The major contributions of this work are the following: (1) using SVD to reduce model output dimensions to improve computational efficiency in both building and evaluating an accurate surrogate of a large-scale ESM; (2) using Bayesian optimization techniques to quickly generate an accurate NN-based surrogate; and (3) applying the proposed method to build a large surrogate system of a regional-scale ESM to advance data–model integration. To our knowledge, the method of using SVD to enhance surrogate modeling is novel and we have not seen the application of Bayesian optimization to improve NN-based surrogates in Earth system modeling.

The paper is organized as follows. In Sect. 2, we first describe the sELM, the model parameters, and the QoIs we build surrogates for; following that, we introduce the SVD, NNs, and Bayesian optimization methods. In Sect. 3, we apply the methods to the sELM and analyze the surrogate accuracy. In Sect. 4, we discuss strategies to improve surrogate accuracy and investigate our method's performance in the application of these strategies.
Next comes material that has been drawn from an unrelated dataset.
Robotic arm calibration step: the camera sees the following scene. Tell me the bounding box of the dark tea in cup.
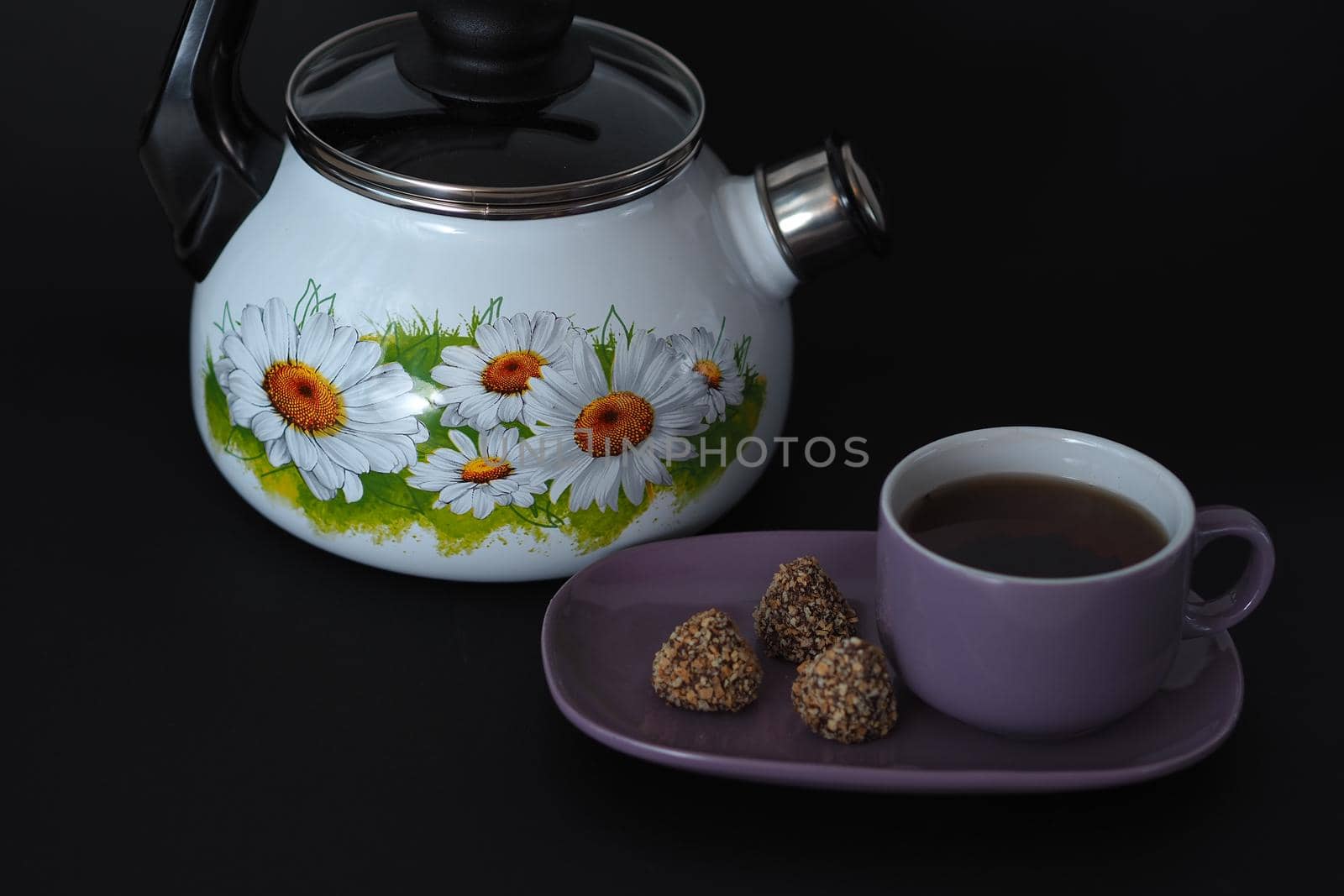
[900,473,1168,579]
In Sect. 5, we end this paper by drawing our conclusions.

2 Materials and methods

2.1 Description of sELM and related parameters

We developed a simplified version of Energy Exascale Earth System (E3SM) land model (ELM), or sELM, to simulate carbon cycle processes relevant for Earth system models in a computationally efficient framework. This framework allows us to perform large regional ensembles that are computationally infeasible using offline land surface models such as ELM. The sELM is a combination of model elements from the Data Assimilation Linked Ecosystem Carbon model (DALEC; Williams et al., 2005) and the Community Land Model version 4.5 (CLM4.5; Oleson and Lawrence, 2013). The sELM consists of five process-based submodels that simulate carbon fluxes between five major carbon pools using 49 overall parameters. Based on previous sensitivity analysis using ELM (Ricciuto et al., 2018), this study considers the most sensitive eight parameters associated with four out of the five submodels. We summarize all five process-based submodels and their interactions below and in Fig. 1.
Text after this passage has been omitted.